I checked three chemical compatibility charts and all suggest that
silicone is resistant to acetic acid, including glacial acetic acid,
so it does not sound like acetic acid will help to remove it. I have
some glacial acetic acid and some silicone so can test it but it is
probably pointless.
Testing with vinegar can be done safely, but glacial acetic acid is
very dangerous and could do a lot of damage to both you and the parts
you are trying to remove the glue from.
It is probably best to remove the silicone by cutting and scraping.
Fortunately, silicone requires a very clean and dry surface if it is to
stick well and most slobs who would use it on a player piano probably
would not have prepared the surface well, making it easier to remove.
The big problem with most silicone adhesives is that they migrate into
wood, leaving an oily residue that is very difficult to bond to with
other adhesives; just a tiny spec of silicone remaining on a surface
will have disastrous effects on most auto finishes.
Silicone removing solvents used in the auto refinishing business are
quite expensive but the main ingredient (if I remember correctly)

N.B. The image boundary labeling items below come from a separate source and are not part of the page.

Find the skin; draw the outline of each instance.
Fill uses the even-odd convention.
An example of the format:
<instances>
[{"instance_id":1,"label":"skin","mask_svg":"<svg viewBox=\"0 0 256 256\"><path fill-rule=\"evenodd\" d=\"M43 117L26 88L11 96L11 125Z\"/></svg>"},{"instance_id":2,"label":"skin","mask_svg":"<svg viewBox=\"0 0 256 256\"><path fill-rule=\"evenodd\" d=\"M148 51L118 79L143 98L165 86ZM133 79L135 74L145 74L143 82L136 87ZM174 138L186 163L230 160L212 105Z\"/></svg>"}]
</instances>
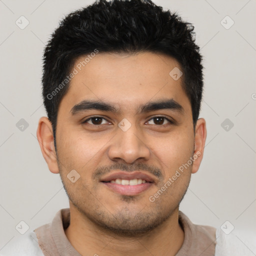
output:
<instances>
[{"instance_id":1,"label":"skin","mask_svg":"<svg viewBox=\"0 0 256 256\"><path fill-rule=\"evenodd\" d=\"M78 59L74 66L84 58ZM81 255L170 256L181 248L184 232L178 222L178 206L191 174L199 168L206 130L201 118L194 133L182 78L175 80L169 75L175 67L181 70L174 58L162 54L100 52L72 79L62 100L58 155L50 122L46 117L40 120L37 136L42 154L50 171L60 174L69 197L70 224L65 233ZM183 114L173 110L136 114L140 104L170 98L183 107ZM91 110L72 114L75 104L88 99L112 104L119 112ZM152 119L160 116L174 124L164 120L159 124ZM94 126L95 120L82 124L96 116L105 118L102 124ZM124 118L132 124L126 132L118 126ZM192 164L150 202L149 197L196 152L200 154ZM72 170L80 175L74 183L66 176ZM122 196L100 182L102 170L104 174L140 170L154 177L155 182L136 196Z\"/></svg>"}]
</instances>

is VM&P Naphtha which is cheap.
I recently sealed the faded plastic trim on my Sprinter (there is a lot
of it) with a sealer that contained silicone. This was a mistake as it
prevented the subsequent application of oil based sealers that promised
to work a lot better. So I had to remove as much of the silicone
residue as possible and naphtha seemed to work very well. Removing
penetrated oil from wood might be more difficult.